The Alaska governor's hotness could be to blame for the defeat she suffered with running mate John McCain in the 2008 election, a study published Wednesday found.

The University of South Florida study, "Objectifying Sarah Palin: Evidence that Objectification Causes Women to be Perceived as Less Competent and Less Fully Human," studied the effects that the focus on Palin's appearance had on her overall perception as a candidate.

The study divided 133 undergraduates into two groups. One group was instructed to write a few lines about Palin's appearance, while another was asked to jot down general thoughts about the governor.

Both groups were then instructed to rate her various personality traits, including Palin's intelligence, trustworthiness and likeability.

The students who focused first on Palin's appearance rated her overall personality well, but gave the "pit bull in lipstick" low marks for capability and competence.
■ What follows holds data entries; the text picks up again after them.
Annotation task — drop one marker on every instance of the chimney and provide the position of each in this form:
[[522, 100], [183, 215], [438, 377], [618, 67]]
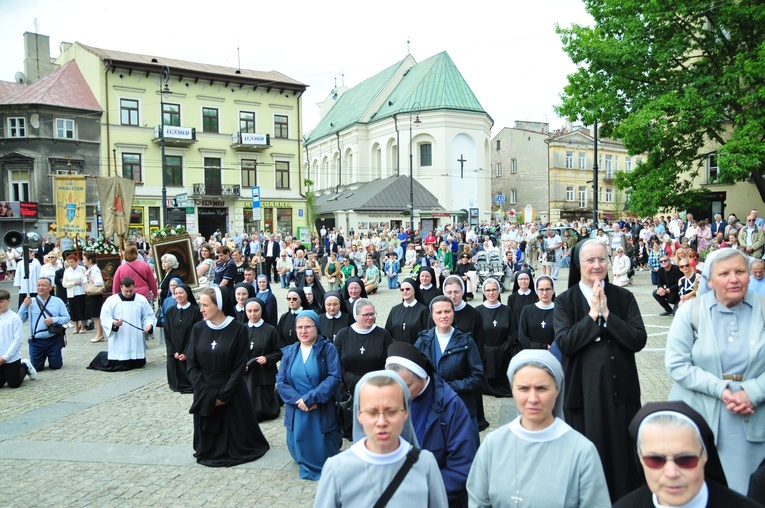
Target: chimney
[[37, 60]]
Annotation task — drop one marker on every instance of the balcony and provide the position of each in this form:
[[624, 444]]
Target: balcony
[[250, 141], [215, 190], [174, 135]]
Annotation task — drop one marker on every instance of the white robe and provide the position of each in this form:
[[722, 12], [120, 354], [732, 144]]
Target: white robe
[[127, 343]]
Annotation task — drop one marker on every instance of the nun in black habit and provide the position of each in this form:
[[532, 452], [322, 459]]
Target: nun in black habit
[[598, 328], [263, 355], [714, 482], [407, 319], [226, 431], [336, 318]]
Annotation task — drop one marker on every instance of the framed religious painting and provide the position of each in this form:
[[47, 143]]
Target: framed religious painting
[[182, 248]]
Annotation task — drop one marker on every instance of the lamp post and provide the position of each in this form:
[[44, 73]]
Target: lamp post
[[164, 77], [413, 112]]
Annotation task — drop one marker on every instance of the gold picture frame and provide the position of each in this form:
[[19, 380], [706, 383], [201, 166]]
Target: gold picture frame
[[183, 250]]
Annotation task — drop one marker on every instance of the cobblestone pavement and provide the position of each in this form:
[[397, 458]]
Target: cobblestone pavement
[[77, 437]]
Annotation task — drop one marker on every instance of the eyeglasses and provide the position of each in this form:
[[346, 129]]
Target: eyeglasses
[[387, 414], [681, 461]]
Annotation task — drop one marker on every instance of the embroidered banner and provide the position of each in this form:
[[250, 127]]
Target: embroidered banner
[[71, 208], [116, 195]]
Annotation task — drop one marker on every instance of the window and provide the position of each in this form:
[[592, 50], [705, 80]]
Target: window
[[281, 126], [212, 176], [249, 172], [17, 127], [174, 170], [129, 112], [582, 196], [713, 170], [282, 174], [426, 154], [64, 128], [246, 121], [209, 120], [171, 114], [18, 184], [131, 166]]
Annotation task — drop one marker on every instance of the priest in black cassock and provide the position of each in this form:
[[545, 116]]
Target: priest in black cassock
[[499, 333], [296, 302], [179, 320], [226, 431], [407, 319], [336, 318], [598, 328]]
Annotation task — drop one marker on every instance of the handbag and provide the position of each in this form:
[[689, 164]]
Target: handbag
[[92, 289], [411, 459]]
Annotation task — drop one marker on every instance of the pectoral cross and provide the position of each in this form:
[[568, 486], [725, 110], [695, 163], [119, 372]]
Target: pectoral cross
[[516, 497]]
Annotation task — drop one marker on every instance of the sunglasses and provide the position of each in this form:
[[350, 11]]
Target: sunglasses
[[681, 461]]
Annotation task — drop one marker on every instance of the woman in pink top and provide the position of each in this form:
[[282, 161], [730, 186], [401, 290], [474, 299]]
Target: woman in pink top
[[139, 271]]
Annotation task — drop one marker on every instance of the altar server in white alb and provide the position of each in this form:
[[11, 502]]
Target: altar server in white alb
[[125, 317]]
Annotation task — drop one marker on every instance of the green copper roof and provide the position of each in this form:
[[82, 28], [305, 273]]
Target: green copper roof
[[436, 84]]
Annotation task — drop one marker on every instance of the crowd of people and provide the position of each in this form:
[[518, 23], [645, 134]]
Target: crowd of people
[[409, 391]]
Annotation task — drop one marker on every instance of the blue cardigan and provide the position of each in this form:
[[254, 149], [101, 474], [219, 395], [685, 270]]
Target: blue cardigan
[[323, 395]]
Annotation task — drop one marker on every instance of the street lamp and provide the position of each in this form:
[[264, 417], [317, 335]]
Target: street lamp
[[413, 112], [164, 77]]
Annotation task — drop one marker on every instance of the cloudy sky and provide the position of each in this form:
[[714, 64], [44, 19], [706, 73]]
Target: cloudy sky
[[506, 50]]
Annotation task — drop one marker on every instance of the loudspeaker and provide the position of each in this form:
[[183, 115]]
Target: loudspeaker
[[13, 239]]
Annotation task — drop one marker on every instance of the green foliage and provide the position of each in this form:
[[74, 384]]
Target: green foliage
[[668, 77]]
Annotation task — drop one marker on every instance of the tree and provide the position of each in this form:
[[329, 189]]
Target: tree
[[669, 77]]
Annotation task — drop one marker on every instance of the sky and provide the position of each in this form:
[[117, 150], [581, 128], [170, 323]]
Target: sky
[[507, 51]]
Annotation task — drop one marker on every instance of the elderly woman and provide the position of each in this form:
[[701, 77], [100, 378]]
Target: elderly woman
[[537, 459], [179, 320], [74, 282], [264, 354], [382, 446], [206, 266], [226, 432], [499, 332], [307, 381], [716, 356], [407, 319], [599, 328], [679, 460], [622, 265], [170, 269]]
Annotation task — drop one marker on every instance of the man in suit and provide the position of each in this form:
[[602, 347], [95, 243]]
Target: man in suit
[[719, 225], [271, 253]]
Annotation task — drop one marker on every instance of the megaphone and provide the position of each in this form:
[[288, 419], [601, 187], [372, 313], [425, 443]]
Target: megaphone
[[13, 239]]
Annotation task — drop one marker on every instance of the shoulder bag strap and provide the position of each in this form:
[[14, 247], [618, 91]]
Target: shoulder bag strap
[[411, 458]]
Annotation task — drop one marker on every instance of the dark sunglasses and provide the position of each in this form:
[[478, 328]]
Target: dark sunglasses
[[681, 461]]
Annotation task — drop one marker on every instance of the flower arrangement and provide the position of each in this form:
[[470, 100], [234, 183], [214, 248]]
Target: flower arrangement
[[169, 232]]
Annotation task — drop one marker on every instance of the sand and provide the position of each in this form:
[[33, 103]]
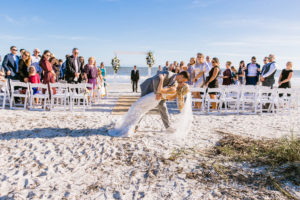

Study authors concluded that the undergraduates who focused on Palin's physical attributes found her less credible and politically viable.

The GOP clearly banked on Palin's good looks during the 2008 election, dropping tens of thousands of dollars cash on her wardrobe in a shopping scandal that broke during the campaign.

Study author Nathan Heflick said that focusing on Palin's looks made respondents "less likely to vote for her."

"It was the effect her appearance had on their perception of her competence and humanity," Heflick told Miller-McCune magazine.

The governor placed in the top ten of prospective GOP candidates Republicans said they'd vote for in the 2012 general election.